What Piercing Corporate Veil means and when it may occur?

Corporation is a business entity separate from its owners. It can act on its own and all claims are brought against the corporation, not against its shareholders. Shareholders are not personally liable for the acts of the company. The exception to this legal principle is called piercing corporate veil. It may occur when the acts of individuals are grossly negligent, fraudulent and the corporate shell was used with intent to avoid personal liability. Basically it should be proven that a shareholder operated a company in his personal capacity and made the company his alter ego. It is easier to do in small businesses when the owner may be a director and executive at the same time rather than in big companies with multiple check mechanisms. First indication of whether the company was used as an alter ego of its owner is to look whether corporate formalities were observed. For example, were corporate and personal bank accounts and expenses separated? Were corporate books and records maintained? Were shareholder and director meetings held regularly? What were the decision-making processes in the company? Was the company intentionally undercapitalized? The courts respect the corporate identity and piece the corporate veil only if a fraud or injustice will occur if it is not done. There is a two-step test:


First step to PCV – unity of interest/alter ego; lack of corporate formalities; commingling of funds and assets; undercapitalization (if intentional, merely because corporation doesn’t have money, doesn’t allow PCV).
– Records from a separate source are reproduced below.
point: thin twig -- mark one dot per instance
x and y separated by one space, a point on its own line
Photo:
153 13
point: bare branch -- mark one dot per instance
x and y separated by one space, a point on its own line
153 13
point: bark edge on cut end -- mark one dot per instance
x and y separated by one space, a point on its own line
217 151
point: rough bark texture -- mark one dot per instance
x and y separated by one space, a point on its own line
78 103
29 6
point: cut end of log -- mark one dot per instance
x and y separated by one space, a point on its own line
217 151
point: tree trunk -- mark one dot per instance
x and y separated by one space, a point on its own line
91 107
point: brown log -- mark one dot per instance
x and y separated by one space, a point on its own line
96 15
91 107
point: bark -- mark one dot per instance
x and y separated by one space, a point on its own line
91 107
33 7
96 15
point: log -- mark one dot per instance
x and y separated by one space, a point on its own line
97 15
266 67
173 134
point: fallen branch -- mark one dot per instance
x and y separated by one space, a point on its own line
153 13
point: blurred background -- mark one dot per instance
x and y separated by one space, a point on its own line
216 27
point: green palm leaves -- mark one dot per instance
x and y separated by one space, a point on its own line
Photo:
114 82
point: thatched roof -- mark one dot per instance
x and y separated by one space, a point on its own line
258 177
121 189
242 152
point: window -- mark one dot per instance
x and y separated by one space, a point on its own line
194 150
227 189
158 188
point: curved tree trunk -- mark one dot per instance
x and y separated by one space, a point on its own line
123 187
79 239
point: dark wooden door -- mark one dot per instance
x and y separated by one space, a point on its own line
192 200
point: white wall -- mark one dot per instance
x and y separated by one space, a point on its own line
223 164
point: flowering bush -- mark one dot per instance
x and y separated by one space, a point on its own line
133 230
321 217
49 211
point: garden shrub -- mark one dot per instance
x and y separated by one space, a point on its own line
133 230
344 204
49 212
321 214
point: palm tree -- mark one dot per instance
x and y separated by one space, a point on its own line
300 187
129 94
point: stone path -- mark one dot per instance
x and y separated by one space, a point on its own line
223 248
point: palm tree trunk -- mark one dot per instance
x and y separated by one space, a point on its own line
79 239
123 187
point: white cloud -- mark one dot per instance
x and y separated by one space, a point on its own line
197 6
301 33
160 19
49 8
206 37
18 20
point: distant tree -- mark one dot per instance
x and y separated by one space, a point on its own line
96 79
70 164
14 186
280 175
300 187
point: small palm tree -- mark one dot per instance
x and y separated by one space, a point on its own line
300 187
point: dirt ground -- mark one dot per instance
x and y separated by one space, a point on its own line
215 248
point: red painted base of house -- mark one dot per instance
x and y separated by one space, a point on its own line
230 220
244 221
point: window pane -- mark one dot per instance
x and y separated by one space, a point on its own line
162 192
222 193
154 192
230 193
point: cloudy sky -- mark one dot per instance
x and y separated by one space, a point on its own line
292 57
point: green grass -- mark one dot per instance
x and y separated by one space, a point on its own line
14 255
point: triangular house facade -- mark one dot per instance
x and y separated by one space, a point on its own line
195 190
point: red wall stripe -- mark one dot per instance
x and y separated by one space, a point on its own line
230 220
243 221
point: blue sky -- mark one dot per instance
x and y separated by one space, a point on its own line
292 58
Second step to PCV – failing to PCV would sanction a fraud or injustice (not always necessary).


Fraud/injustice test won’t be satisfied merely because the defendant firm has no money to go after. It prevents plaintiffs to go after the deeper pockets. There must be an indication that some wrong will happen if PCV is not done (e.g. unjust enrichment, escape of liabilities, etc.).


There is also a “reverse PCV”, which allows plaintiff to go after other companies’ assets in case several companies had the same owners and were run as one (e.g. shifted assets without formalities). In this case again a fraud, inequity, injustice should be present if not PCV is not done. Merely going after the richer entity because it has the same owner is not allowed.